Bildirinin bir başka önemli konusu da şu: Suudi Arabistan, Ürdün, Mısır, Katar, Türkiye, Endonezya ve Nijerya Dışişleri Bakanları’na iki teşkilata üye ülkeler adına Gazze’ye yönelik savaşın sona erdirilmesi için temaslar yapma ve girişimde bulunma konusunda yetki verildi. Bu bence en önemli maddelerden birisi. Böylece bölgedeki ülkelerin işbirliğinin önü açılmış ve desteklenmiş olacak.
Erdoğan ile Sisi'nin Riyad'daki görüşmesi, Filistin sorununun çözülmesi üzerinde nasıl bir etkisi olabilir?
Uzun bir aradan sonra iki liderin Riyad’da görüşmesi bence geç kalmış yerinde bir görüşmedir. Çünkü Mısır ve Türkiye ortak hareket edebilirse sorunun çözümü hızlanacaktır.
Cumhurbaşkanı Erdoğan’ın toplantıda yaptığı konuşmada söylediği “İsrail Filistin arasında tesis edilecek barışın korunması için garantörlük dahil gerekli gayreti göstermeye hazırız” açıklaması esasen doğrudan Mısır’a yönelik bir çağrıdır. Bu garantörlük görevini Mısır’la birlikte yapma yönündeki ilk adımdır.
Eğer Mısır bu konuda olumlu bir adım atarsa işin rengi çok hızla değişecek. İki devletli çözüm için uluslararası barış konferansının hayata geçmesi kolaylaşacaktır. Top, bölgenin iki büyük ülkesi Türkiye ve Mısır’ın önündedir. İşbirliği yapmaları Filistin’in haklarının teminini ve barışı kolaylaştıracaktır.
İsrail ile Hamas arasındaki çatışmayı ateşkese dönüştürme çabaları çerçevesinde Türkiye ile Mısır'ın bu konudaki ortak tutumunun bölgesel diplomasiye etkisi nedir? İki ülke arasındaki potansiyel iş birliği bölgedeki barış ve istikrar çabalarını nasıl etkileyebilir?
Mısır ve Türkiye, önümüzdeki dönemde ilişkilerini geliştirecektir. Zaten bu, ortak bildiride Türkiye ve Mısır Dışişleri Bakanları’na verilmiş bir görev. Önümüzdeki günlerde Türkiye ve Mısır Dışişleri Bakanları’nın birlikte ya da koordineli bir şekilde pek çok girişimde bulunacaklarını tahmin edebiliriz.

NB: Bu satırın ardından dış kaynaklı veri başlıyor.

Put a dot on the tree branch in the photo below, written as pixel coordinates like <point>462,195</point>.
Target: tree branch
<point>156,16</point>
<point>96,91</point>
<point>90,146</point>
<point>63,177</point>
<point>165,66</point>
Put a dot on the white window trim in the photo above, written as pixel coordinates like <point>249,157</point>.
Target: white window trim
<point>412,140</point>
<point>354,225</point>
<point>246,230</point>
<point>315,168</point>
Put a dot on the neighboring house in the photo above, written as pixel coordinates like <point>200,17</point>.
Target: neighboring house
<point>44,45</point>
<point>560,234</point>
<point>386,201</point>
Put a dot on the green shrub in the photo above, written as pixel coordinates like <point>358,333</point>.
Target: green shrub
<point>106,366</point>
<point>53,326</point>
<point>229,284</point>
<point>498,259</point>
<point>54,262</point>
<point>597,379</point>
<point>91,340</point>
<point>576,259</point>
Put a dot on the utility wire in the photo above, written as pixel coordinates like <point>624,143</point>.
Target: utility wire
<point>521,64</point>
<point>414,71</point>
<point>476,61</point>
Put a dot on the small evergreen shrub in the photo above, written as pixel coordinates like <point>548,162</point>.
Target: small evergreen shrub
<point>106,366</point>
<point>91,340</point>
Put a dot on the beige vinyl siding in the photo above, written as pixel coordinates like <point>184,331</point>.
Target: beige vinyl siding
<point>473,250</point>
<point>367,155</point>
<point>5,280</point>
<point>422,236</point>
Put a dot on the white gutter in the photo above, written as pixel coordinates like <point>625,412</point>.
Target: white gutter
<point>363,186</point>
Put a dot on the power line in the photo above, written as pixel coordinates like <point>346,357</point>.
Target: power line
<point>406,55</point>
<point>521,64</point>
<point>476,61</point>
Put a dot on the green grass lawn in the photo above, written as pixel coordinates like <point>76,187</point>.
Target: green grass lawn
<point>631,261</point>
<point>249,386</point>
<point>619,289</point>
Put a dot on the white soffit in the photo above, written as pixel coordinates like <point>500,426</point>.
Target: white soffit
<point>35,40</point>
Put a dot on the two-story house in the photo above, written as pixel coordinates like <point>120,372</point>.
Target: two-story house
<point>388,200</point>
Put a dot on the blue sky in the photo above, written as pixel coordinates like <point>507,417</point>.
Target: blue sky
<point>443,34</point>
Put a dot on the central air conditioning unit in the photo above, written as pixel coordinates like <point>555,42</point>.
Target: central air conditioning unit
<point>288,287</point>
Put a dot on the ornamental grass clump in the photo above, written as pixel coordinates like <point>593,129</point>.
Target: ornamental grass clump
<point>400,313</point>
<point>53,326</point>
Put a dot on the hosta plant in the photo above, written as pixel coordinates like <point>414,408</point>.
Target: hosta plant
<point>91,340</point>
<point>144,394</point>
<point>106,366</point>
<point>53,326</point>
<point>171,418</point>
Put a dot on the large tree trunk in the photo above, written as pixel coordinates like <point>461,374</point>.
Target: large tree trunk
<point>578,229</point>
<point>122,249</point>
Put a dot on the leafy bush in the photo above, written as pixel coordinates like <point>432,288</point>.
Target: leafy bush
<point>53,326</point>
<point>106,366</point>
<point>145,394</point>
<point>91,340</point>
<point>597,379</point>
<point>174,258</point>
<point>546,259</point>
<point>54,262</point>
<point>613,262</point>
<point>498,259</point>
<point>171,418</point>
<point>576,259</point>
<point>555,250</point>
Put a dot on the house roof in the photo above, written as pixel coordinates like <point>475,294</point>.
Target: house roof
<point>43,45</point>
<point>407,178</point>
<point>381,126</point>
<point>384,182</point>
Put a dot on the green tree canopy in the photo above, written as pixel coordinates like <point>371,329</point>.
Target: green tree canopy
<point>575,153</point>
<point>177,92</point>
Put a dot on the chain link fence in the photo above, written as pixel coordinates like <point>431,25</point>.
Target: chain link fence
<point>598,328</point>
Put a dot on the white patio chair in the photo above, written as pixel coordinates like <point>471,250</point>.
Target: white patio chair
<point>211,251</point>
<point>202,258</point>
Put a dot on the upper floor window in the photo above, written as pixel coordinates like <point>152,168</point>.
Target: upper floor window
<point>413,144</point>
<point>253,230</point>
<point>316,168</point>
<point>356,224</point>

Mısır’la Türkiye’nin birlikte iş yapar hale gelmesi, bölge ülkelerini bu iki ülkenin yanında hareket etmesini kolaylaştıracaktır. Bölgede bir inisiyatif sorunu var. İnisiyatifi hangi ülkenin ve kimlerin alacağı hep muallakta kalıyordu. Şimdi ilk defa Mısır ve Türkiye’nin bölgesel inisiyatifi ele almaları gündemde ve bölgedeki diğer ülkeler bu işbirliğine desteğe hazır görünüyor.